Entre 2009 y 2019 hemos visto también crecer el miedo. Son miedos de distinta índole. El más feroz es el que enarbolan los fascistas: el miedo a perder privilegios. El que nos preocupa es el nuestro: el hecho de que la defensa de los derechos humanos haya pasado a ser vista como un programa radical. En esta década hemos visto legitimarse la idea de que es justo que unos mueran para que otros puedan convertirse en millonarios. 2019, un año relativamente tranquilo para los flujos migratorios —comparativamente— se cerrará otra vez con más de mil personas muertas en el mar Mediterráneo.
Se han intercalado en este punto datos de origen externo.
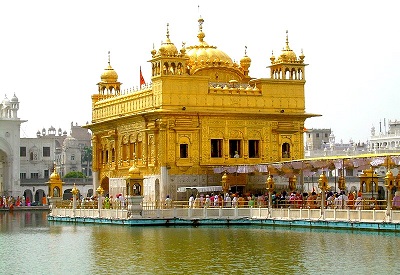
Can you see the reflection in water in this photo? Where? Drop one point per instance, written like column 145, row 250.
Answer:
column 109, row 249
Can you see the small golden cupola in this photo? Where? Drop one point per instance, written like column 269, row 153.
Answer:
column 287, row 54
column 109, row 84
column 168, row 60
column 168, row 48
column 245, row 62
column 109, row 75
column 287, row 66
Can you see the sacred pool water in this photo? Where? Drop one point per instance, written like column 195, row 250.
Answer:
column 29, row 244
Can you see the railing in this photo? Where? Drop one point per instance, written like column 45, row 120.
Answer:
column 180, row 209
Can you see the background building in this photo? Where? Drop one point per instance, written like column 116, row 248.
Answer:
column 54, row 149
column 202, row 111
column 9, row 147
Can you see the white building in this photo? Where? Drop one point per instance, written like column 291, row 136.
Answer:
column 386, row 141
column 9, row 147
column 49, row 149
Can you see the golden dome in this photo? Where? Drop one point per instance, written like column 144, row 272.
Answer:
column 109, row 74
column 203, row 54
column 54, row 176
column 133, row 170
column 168, row 48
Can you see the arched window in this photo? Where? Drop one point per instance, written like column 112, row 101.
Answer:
column 286, row 150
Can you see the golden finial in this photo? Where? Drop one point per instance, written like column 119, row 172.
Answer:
column 287, row 40
column 168, row 30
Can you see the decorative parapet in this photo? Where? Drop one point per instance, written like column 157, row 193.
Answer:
column 233, row 88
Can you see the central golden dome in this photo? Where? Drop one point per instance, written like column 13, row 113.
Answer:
column 54, row 176
column 109, row 74
column 202, row 53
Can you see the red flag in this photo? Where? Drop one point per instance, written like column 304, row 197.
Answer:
column 142, row 82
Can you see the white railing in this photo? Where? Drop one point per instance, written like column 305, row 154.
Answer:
column 237, row 213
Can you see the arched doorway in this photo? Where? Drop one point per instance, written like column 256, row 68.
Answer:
column 28, row 196
column 105, row 184
column 40, row 197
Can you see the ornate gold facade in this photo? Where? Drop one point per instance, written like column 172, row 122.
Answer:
column 202, row 110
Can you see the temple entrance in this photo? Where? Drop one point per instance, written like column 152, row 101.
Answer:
column 105, row 184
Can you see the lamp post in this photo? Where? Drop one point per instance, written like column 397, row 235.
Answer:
column 389, row 179
column 292, row 183
column 224, row 183
column 74, row 192
column 270, row 187
column 100, row 192
column 323, row 185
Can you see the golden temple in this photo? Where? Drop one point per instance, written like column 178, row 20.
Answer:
column 202, row 110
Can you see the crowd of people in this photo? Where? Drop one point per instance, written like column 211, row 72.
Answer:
column 312, row 200
column 10, row 201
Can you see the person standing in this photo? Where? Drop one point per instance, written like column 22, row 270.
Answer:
column 358, row 202
column 168, row 202
column 191, row 201
column 396, row 201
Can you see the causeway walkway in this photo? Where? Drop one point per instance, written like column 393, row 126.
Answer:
column 381, row 220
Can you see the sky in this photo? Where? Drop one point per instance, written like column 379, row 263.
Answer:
column 53, row 53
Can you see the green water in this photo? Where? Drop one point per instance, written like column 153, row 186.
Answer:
column 31, row 245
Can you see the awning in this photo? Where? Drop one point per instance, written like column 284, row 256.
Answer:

A las que llegan les recibirán discursos de odio. Detrás del auge del fascismo en el siglo XXI y de los discursos contra la migración, solo hay un objetivo real: que quienes atraviesan las fronteras carezcan de derechos de ciudadanía.
“El neofascismo actual se diferencia del fascismo clásico en que puede convivir, al menos por el momento, con las instituciones representativas del modelo liberal y con las instituciones jurídicas del Estado de Derecho. Eso sí, vaciadas de contenido y reenviadas a la esfera estrictamente formal”. La cita es de Pedro Ramiro y Juan Hernández Zubizarreta, investigadores del Observatorio de las Multinacionales en América Latina. El vaciamiento de las democracias, implícito desde el triunfo del neoliberalismo, se ha extendido desde la crisis de ese modelo. La década ha debilitado unas democracias que solo pueden funcionar en la velocidad de crucero del crecimiento. La recuperación, tan precaria como nuestros sueldos y condiciones de vida, no ha conseguido reparar ese motor gripado. Los problemas de la segunda mitad de la década para formar Gobierno son solo un síntoma de que la democracia exclusivamente formal no funciona.
Hemos vivido con indignación, con ráfagas de esperanza y con estupefacción el desarrollo de la década de los años diez del siglo XXI. Hemos tenido miedo, por nosotros, por nosotras, y por los nuestros y las nuestras, a las que nunca vimos pero que nos importaban e importan. Tenemos que seguir pensando cómo reaccionar y, para eso, es imprescindible que sigamos imaginando qué vidas y qué comunidades queremos construir. Nuestras utopías serán siempre más sólidas que sus castillos de naipes.